WTI jumped more than 2% Monday morning, with June delivery futures trading near $97–$100 per barrel and Brent pushing back above $103, after President Trump rejected Iran's counterproposal on Sunday with a Truth Social post that read "I have just read the response from Iran's so-called 'Representatives.' I don't like it — TOTALLY UNACCEPTABLE!" Tehran's response to that rejection was roughly what you'd expect: Iranian state media framed the exchange as a rejection of what they characterized as a demand for surrender and vowed that the country would "never bow."

So here we are — ten weeks in, back above $100 (brent, $97 WTI) on the diplomatic breakdown, with Saudi Aramco CEO Amin Nasser warning analysts on a Monday call that if the Strait of Hormuz closure is delayed by even a few more weeks, normalization could stretch into 2027 — and that even under the best-case scenario, it would "still take months for the market to rebalance."

That is not a minor footnote, as this is the world's largest oil exporter saying the market has probably already seen the bottom of this pricing cycle, regardless of what happens diplomatically in the next two weeks.

The IEA estimates the war is disrupting roughly 14 million barrels per day of global supply, the largest such shock on record; A billion barrels of global inventory gone in ten weeks.

The OPEC 2020 deal negotiated by President Trump in his first term saw Russia and the Saudi's agree to a two-year reduction in supply of over 9M/bpd, but that was during the largest demand destruction event since the dawn of the oil era, due to the COVID lockdowns.

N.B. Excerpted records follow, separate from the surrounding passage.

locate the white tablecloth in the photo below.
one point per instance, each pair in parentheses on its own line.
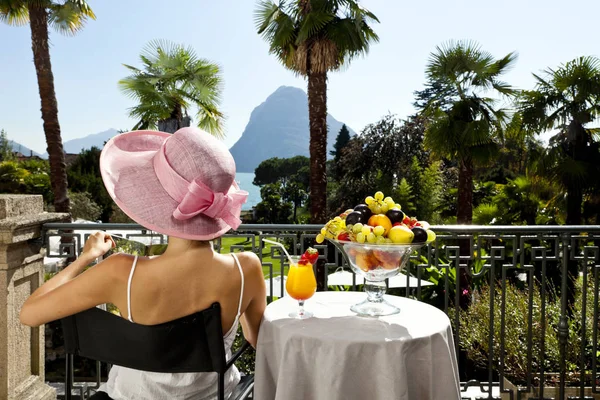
(338,355)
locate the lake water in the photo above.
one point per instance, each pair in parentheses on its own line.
(244,180)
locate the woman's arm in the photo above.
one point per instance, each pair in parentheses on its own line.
(253,314)
(70,291)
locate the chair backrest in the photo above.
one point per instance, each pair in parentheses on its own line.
(189,344)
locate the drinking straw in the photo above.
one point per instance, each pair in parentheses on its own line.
(280,245)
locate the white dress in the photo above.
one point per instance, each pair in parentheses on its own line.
(130,384)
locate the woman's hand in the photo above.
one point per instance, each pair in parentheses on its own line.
(98,244)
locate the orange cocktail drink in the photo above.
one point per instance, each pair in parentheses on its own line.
(301,285)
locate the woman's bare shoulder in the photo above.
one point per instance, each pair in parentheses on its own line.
(250,262)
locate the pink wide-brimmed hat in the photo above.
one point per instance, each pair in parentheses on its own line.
(180,184)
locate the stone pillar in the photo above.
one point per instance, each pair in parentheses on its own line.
(21,272)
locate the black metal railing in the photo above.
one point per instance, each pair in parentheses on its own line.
(523,300)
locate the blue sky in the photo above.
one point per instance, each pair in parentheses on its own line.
(87,67)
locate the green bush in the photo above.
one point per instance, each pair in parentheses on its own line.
(475,330)
(83,207)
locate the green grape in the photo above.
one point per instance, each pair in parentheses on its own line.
(356,228)
(430,235)
(379,231)
(360,237)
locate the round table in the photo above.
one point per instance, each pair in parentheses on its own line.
(338,355)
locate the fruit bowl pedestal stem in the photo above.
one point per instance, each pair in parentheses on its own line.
(374,305)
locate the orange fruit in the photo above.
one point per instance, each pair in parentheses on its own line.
(381,220)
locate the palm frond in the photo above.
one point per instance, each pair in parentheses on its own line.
(173,80)
(332,32)
(69,17)
(14,12)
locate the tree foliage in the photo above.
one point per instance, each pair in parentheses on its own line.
(377,159)
(465,124)
(84,176)
(289,177)
(84,207)
(172,81)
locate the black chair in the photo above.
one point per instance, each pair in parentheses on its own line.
(189,344)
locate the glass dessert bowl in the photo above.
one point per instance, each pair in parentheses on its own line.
(376,263)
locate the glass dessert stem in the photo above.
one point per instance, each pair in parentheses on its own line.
(374,305)
(375,291)
(301,308)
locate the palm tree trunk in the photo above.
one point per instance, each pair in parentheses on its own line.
(38,17)
(175,121)
(574,200)
(317,114)
(465,216)
(465,192)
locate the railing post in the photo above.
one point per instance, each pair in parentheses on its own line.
(21,272)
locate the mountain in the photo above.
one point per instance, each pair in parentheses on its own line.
(279,128)
(18,147)
(74,146)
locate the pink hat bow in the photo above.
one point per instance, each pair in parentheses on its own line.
(197,198)
(201,199)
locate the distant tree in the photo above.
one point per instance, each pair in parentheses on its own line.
(83,207)
(30,177)
(568,99)
(312,38)
(173,80)
(377,159)
(426,187)
(272,209)
(464,124)
(6,151)
(67,17)
(289,176)
(341,141)
(84,176)
(404,196)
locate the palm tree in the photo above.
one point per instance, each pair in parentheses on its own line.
(311,38)
(172,80)
(464,123)
(66,17)
(568,99)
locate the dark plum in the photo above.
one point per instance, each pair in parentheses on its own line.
(395,215)
(420,235)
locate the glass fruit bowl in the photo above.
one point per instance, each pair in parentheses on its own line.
(376,263)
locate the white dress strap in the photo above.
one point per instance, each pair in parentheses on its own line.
(129,289)
(242,287)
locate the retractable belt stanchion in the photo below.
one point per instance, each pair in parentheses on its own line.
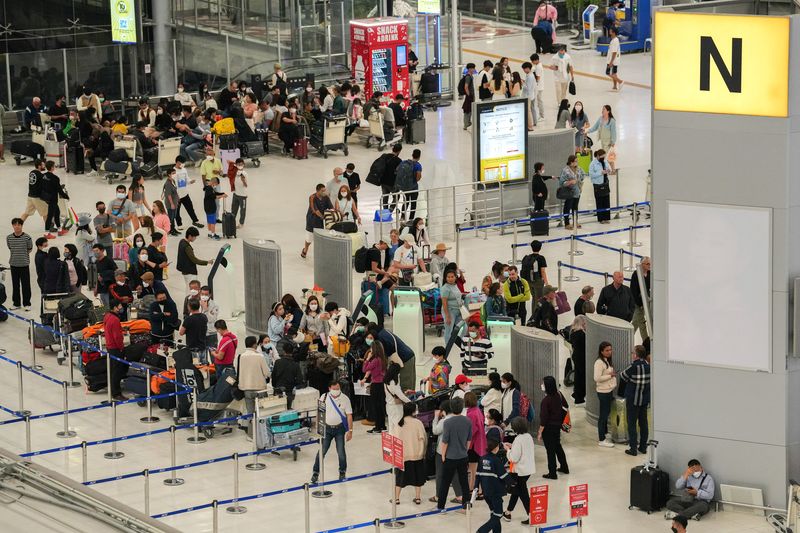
(236,508)
(21,411)
(172,481)
(255,465)
(394,523)
(66,432)
(196,438)
(113,454)
(33,346)
(149,419)
(71,383)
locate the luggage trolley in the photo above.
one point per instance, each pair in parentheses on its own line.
(330,135)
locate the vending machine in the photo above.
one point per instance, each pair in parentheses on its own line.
(379,55)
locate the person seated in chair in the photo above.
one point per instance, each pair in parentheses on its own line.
(695,491)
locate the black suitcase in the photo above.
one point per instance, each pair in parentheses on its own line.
(74,159)
(415,131)
(23,148)
(540,227)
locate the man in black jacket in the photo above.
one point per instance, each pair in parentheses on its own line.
(616,299)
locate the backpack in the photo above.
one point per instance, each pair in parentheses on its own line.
(376,171)
(525,409)
(462,85)
(404,176)
(361,260)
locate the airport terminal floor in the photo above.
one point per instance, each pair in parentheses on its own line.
(278,198)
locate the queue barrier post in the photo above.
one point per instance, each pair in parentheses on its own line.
(196,438)
(21,411)
(84,464)
(173,481)
(32,326)
(394,523)
(236,508)
(71,383)
(66,432)
(114,454)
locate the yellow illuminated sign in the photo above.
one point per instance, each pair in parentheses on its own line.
(123,21)
(730,64)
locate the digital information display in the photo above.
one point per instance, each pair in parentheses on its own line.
(501,139)
(123,21)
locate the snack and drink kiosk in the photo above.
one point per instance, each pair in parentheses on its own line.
(379,55)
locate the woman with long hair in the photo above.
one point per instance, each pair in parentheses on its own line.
(605,378)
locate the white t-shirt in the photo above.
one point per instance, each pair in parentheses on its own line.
(332,418)
(613,46)
(563,64)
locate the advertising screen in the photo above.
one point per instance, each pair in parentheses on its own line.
(123,21)
(502,139)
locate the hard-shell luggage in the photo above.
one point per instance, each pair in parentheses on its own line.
(649,484)
(300,149)
(540,224)
(414,132)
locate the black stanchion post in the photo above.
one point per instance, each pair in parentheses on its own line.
(71,383)
(66,432)
(236,508)
(21,411)
(149,419)
(173,481)
(113,454)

However, we have no such lockdowns now, as global demand, prior to the start of the war, was as strong as it has ever been.

Since the start of the war and the closure of the Straight of Hormuz, we have seen structural damage to Gulf Coast infrastructure that can't be repaired with a peace treaty. We have seen insurance markets that are dead in the water and will have to be reset entirely, as the world on the other side of this war will not look the same as it did before February 28th, 2026.

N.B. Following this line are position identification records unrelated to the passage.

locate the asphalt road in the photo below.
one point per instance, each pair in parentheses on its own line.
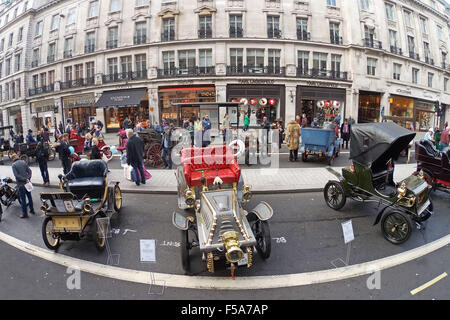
(306,236)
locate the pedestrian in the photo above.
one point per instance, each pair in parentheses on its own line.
(293,139)
(42,158)
(167,145)
(22,173)
(206,123)
(346,130)
(62,147)
(135,151)
(226,126)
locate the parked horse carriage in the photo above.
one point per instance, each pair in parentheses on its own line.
(210,183)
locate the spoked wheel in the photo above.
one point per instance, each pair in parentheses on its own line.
(334,195)
(100,233)
(185,247)
(50,239)
(396,227)
(261,231)
(154,159)
(117,199)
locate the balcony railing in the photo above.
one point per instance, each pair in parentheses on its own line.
(396,50)
(236,32)
(45,89)
(125,76)
(67,54)
(371,43)
(274,33)
(140,39)
(111,44)
(205,33)
(186,72)
(90,48)
(303,35)
(254,70)
(321,74)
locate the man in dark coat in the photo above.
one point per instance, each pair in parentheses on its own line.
(135,151)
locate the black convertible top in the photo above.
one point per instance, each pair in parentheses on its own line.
(374,144)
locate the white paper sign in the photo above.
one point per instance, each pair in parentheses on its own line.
(347,228)
(148,250)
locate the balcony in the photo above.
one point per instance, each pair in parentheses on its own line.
(140,39)
(205,33)
(396,50)
(256,71)
(186,72)
(236,32)
(45,89)
(67,54)
(90,48)
(111,44)
(125,76)
(371,43)
(168,36)
(274,33)
(321,74)
(303,35)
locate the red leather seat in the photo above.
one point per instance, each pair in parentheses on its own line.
(209,162)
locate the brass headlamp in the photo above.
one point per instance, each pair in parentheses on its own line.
(231,242)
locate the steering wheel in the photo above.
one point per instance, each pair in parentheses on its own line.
(241,147)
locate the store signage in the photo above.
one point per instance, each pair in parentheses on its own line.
(256,81)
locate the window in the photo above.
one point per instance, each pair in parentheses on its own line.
(140,33)
(407,17)
(303,62)
(274,61)
(302,29)
(273,27)
(334,33)
(186,60)
(236,26)
(371,66)
(55,22)
(114,5)
(397,71)
(93,9)
(205,27)
(38,31)
(113,34)
(365,4)
(72,16)
(255,60)
(415,75)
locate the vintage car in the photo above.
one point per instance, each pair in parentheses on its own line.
(211,185)
(434,165)
(374,147)
(321,143)
(87,196)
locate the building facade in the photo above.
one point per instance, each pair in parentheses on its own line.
(372,60)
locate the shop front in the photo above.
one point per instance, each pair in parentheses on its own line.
(369,107)
(79,108)
(325,104)
(173,95)
(258,101)
(43,115)
(118,105)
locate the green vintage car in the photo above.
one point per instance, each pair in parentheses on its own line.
(374,148)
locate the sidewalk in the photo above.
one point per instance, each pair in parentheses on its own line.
(262,180)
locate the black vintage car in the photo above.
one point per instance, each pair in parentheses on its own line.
(374,148)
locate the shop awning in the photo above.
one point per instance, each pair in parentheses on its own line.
(121,98)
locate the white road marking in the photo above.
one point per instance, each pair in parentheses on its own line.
(226,283)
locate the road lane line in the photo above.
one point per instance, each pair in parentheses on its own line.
(226,283)
(428,284)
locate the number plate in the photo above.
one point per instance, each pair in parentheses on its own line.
(243,261)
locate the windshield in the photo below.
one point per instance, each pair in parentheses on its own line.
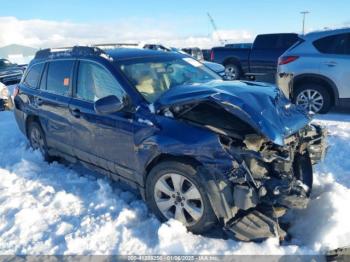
(154,76)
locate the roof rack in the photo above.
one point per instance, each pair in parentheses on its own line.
(70,51)
(115,45)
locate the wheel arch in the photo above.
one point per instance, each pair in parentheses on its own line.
(217,198)
(31,119)
(169,157)
(318,79)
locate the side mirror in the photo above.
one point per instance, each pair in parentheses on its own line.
(108,105)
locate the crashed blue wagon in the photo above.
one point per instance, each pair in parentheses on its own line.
(201,150)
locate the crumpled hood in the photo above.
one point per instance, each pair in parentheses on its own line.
(262,106)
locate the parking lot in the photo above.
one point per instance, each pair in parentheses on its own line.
(157,139)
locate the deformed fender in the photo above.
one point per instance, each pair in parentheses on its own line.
(214,162)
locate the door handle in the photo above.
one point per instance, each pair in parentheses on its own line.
(331,63)
(75,112)
(38,101)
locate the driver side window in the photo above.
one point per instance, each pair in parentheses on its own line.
(95,82)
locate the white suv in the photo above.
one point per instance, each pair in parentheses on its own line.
(315,72)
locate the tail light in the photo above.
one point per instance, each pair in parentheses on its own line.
(15,91)
(287,59)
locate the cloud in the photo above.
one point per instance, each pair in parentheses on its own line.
(46,33)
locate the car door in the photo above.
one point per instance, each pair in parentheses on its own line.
(103,140)
(53,104)
(335,61)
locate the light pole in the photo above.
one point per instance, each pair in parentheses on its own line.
(304,13)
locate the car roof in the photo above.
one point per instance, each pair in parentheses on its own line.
(117,54)
(324,33)
(132,53)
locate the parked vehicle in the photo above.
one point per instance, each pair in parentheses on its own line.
(10,73)
(201,150)
(315,72)
(258,62)
(194,52)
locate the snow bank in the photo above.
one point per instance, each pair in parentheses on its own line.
(57,209)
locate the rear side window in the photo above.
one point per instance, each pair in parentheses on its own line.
(59,76)
(275,41)
(33,75)
(95,82)
(335,44)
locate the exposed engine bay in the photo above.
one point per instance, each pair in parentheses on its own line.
(266,179)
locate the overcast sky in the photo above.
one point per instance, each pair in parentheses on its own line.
(40,23)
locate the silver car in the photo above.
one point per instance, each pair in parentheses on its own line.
(315,72)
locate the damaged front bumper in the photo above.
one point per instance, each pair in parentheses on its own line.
(267,183)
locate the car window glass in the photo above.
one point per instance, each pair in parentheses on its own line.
(155,76)
(266,42)
(335,44)
(59,76)
(95,82)
(43,79)
(33,76)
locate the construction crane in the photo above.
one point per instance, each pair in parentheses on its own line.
(215,29)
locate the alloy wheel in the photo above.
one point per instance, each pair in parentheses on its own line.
(177,197)
(311,100)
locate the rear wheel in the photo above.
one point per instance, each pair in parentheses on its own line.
(232,72)
(313,97)
(37,140)
(174,190)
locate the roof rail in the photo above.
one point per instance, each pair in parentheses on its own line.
(69,51)
(115,45)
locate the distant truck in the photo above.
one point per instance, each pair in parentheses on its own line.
(258,62)
(10,73)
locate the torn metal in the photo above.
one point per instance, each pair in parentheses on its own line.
(256,150)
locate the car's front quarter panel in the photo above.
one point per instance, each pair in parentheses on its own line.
(173,138)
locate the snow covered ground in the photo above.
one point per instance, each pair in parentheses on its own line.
(56,209)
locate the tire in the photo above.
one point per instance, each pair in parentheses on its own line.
(37,140)
(232,72)
(317,94)
(203,215)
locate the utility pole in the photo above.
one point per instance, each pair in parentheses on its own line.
(215,29)
(304,13)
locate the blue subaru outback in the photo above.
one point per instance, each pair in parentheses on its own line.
(201,150)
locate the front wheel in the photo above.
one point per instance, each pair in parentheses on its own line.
(174,190)
(313,98)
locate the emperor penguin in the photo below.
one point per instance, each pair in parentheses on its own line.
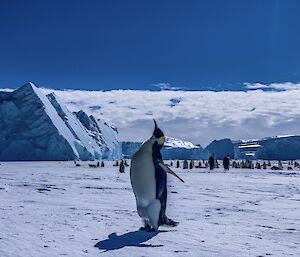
(148,175)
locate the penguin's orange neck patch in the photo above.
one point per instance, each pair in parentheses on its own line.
(161,140)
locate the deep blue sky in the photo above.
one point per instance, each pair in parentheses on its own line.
(135,44)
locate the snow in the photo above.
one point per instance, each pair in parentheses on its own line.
(173,149)
(174,142)
(57,209)
(249,146)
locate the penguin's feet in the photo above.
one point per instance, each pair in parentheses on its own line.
(147,228)
(170,222)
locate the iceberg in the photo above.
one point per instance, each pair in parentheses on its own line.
(34,126)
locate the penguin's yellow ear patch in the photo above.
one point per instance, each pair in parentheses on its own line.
(161,140)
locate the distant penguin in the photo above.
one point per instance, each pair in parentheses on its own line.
(148,176)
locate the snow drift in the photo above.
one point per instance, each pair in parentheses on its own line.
(38,127)
(173,149)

In other words, we should all be prepared for elevated prices of just about everything, for an indeterminable period of time.

Propane will be one of the more fascinating products to watch, as its underlying supply and inventory factors are definitely bearish, as we still sit with the most inventory on record for this time of year, and propane production should remain strong due to the global demand for US sourced LNG, which was already strong before the war in Iran and with the closure of the Straight of Hormuz, that appetite is even stronger.

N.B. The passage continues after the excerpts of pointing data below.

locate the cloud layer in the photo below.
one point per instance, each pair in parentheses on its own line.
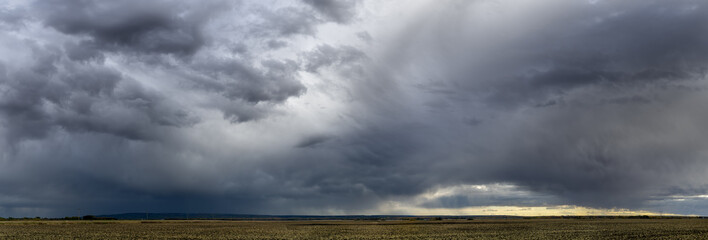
(319,107)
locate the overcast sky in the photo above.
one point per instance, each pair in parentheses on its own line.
(353,107)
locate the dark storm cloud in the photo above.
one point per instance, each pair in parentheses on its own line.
(244,108)
(583,104)
(155,26)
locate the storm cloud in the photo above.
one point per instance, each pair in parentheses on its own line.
(345,107)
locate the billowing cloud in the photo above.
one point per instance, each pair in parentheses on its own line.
(337,107)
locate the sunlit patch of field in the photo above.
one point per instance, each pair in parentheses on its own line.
(350,229)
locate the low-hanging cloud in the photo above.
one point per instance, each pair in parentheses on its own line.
(249,107)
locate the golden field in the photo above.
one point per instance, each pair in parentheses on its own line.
(351,229)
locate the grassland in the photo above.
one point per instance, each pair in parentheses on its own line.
(349,229)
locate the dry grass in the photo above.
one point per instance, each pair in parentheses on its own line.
(459,229)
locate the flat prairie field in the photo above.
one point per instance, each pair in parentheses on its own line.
(351,229)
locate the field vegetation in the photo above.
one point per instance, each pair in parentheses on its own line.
(693,228)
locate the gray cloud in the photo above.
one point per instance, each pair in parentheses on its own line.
(159,26)
(248,108)
(338,11)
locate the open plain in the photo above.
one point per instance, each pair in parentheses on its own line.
(350,229)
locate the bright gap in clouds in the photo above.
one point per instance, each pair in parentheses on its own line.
(353,107)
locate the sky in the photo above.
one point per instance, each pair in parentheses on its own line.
(319,107)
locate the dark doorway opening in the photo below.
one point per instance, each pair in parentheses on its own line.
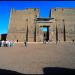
(45,30)
(3,37)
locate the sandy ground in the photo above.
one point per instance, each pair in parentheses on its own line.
(35,57)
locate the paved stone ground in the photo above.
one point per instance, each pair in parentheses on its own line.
(35,57)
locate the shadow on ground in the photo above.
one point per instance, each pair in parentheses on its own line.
(9,72)
(58,70)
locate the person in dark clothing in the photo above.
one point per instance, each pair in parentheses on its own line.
(25,43)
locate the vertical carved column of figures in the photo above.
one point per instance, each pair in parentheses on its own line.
(56,31)
(27,31)
(35,16)
(64,33)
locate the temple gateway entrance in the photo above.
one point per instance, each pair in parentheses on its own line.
(45,30)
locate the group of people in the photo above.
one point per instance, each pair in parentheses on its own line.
(6,43)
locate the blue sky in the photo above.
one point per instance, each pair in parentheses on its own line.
(44,6)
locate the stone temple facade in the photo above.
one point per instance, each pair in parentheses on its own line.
(27,25)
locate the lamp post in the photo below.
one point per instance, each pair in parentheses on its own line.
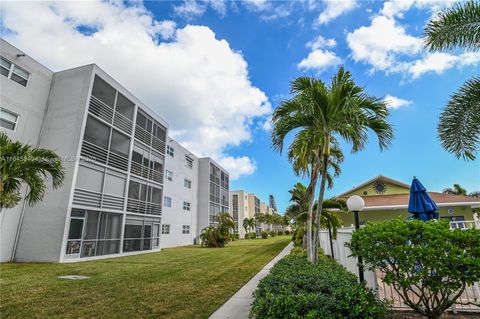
(356,204)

However, we will need to monitor the rate of inventory building over the next few months to see if our inventory overhang remains in place, or of US exports can begin to eat away at the surplus.

One factor for propane inventories, especially during the spring and summer, when home heating demand is nearly non-existent, is petrochemical consumption of propane. If history can be any guide, when we have seen significant disruptions to global supply, and the 1973 Oil Embargo and price shocks are the only historic analog to what we are seeing now (and this current supply disruption dwarfs that), uncomfortable inflation realities are likely to follow...and that means the prices for everything goes higher, which leads to fewer people buying things, which means a drop in production, which means less propane is used up for the process of manufacturing durable goods.

So the propane world finds itself in uncharted waters right now. On the one hand, fundamentals remain bearish, and demand destruction in the durable goods sector due to inflation seems unavoidable.

On the other hand, the prices for physical oil delivery are likely to spike in the near future, and propane values will get dragged along with it...and if the supply disruptions via the Straight of Hormuz lasts months longer, instead of weeks longer, we truly could see this geopolitical war premium that is a baked into propane prices right now, carry forward into the fall and winter, when demand for propane is at its highest.

Propane retailers find themselves in a precarious Catch-22 moment right now, likely feeling damned if I do, and damned if I don't, as it relates to fixing prices for the upcoming winter, because a logical case can be made for both strategies.